In about 1973 I for the first time took a very primitive video camera into my hands, pointed it at a moving dancer, and experienced a virtual world... the world of videodance.
In retrospect, this was the first taste of a long-running passion, the exploration of virtual worlds, currently being played out in both Second Life and now expanding into multiple "hypergrided" virtual universes.
After many years of exploring the "fixed" worlds of dance on video (in the sense of whatever I created, once completed, was "fixed" on the then prevalent videotape), I broke into an "interactive" virtual world with my introduction to Train Sim.
Introduced in June, 2001, Microsoft Train Simulator followed on the commercial success of Flight Simulator, which held less interest for me. MSTS, as it came to be known, was immersed in "real worlds", and the train was the mechanism to interactively travel through them.
Within weeks of the MSTS release, I was deeply involved not only in the application itself, but also in the on-line community (Train-Sim is just one of many sites in the Train Sim community) which rapidly sprang up around it. MSTS had the great benefit of allowing users to create and share ANY content, from trains to timetables to buildings to entire worlds. A huge body of user-contributed content rapidly grew, provided by people from all over the world.

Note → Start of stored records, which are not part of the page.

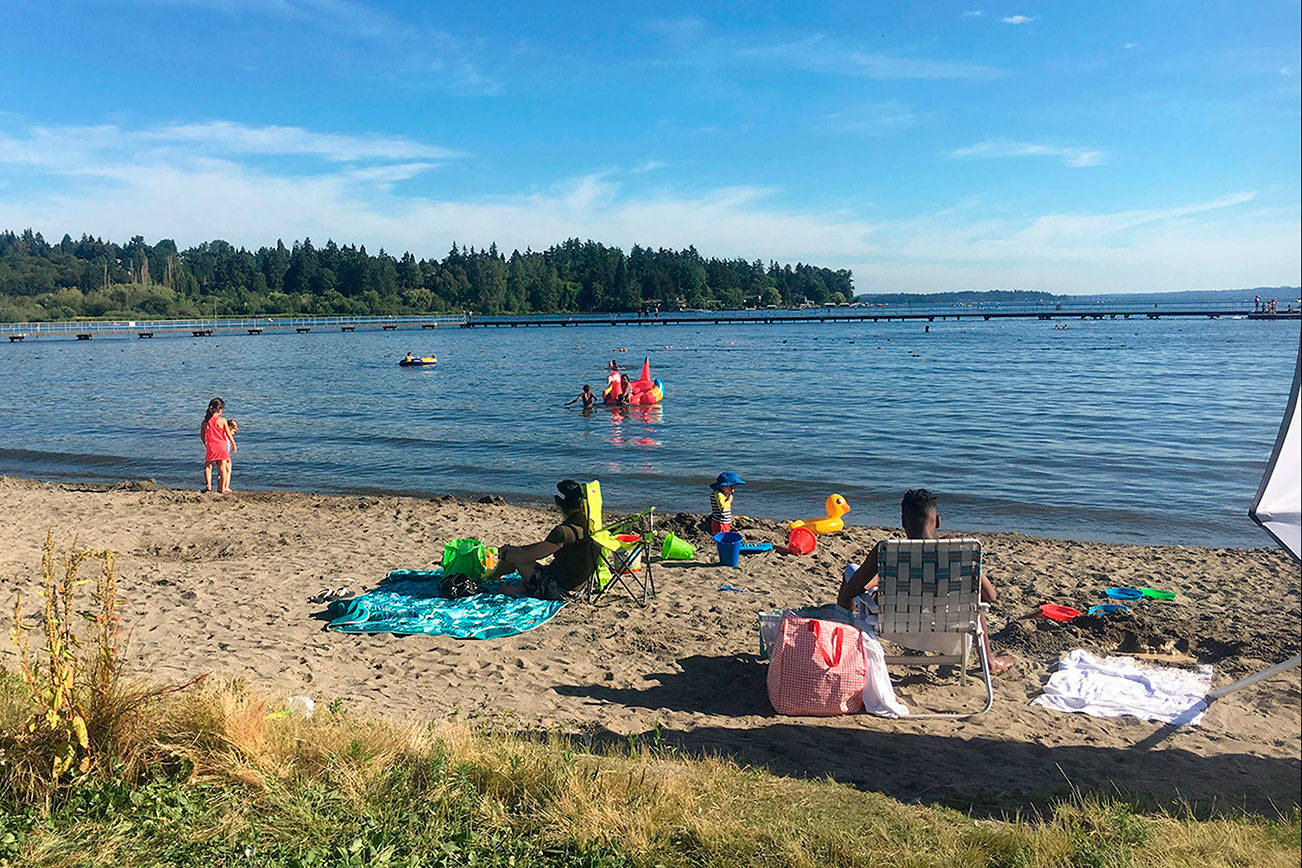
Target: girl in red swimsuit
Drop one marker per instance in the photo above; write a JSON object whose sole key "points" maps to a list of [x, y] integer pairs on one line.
{"points": [[218, 441]]}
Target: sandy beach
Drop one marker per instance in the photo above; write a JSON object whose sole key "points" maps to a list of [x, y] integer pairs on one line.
{"points": [[220, 584]]}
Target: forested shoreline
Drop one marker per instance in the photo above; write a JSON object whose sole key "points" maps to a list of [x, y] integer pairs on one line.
{"points": [[42, 281]]}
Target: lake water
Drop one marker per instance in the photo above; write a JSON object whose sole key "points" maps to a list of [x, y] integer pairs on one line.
{"points": [[1117, 430]]}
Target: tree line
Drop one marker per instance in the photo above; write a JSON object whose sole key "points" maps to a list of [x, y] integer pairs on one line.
{"points": [[93, 277]]}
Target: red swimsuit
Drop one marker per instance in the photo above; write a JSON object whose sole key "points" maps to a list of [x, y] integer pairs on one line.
{"points": [[215, 444]]}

This network, and content, is still growing, despite the MSTS product now being over 10 years old.
Perhaps because of my interest in creating environments in the dance work I had done, I became fascinated by the process of creating environmental contents for MSTS. I became one of the "experts" in MSTS environments and soon developed a primitive freeware utility which I contributed to the growing library of user-content.
Various projects in Train Sim ensued, the most significant being major environment contributions to a Train Sim world called Seaview, being created over multiple generations by Bill Burnett. Seaview is one of the true classics of Train Sim history, unlike any other world created. I'm proud to say that I contributed the default environment, most importantly the sea water appearance, to that project.
This project led me directly to Kosmos, a major re-conceptualization and redesign of the earlier primitive utility. For me, really a non-programmer, this was a huge undertaking. But it was intensely engaging and turned out to be very successful. Since being released in 2004, Kosmos has been downloaded over 22,000 times by MSTS users. The name "Kosmos" has entered the generic lexicon of Train Sim devotees. (Try doing a search on "kosmos" on any of the major train sim forums... I think you'll see.)
Kosmos was equipped with a very extensive and educational help system, attached to the application itself. Since I continue to receive help requests from Train Sim users (although being very inactive in this community for quite some time), and since my contact information in the program is out of date, I determined to update the Help System and provide it online for users.
With the incredible help of Harbinder Ghag and his great help system utility, HelpmaticPro HTML, that goal has now been accomplished. A huge thank you to everyone who has helped make this project possible.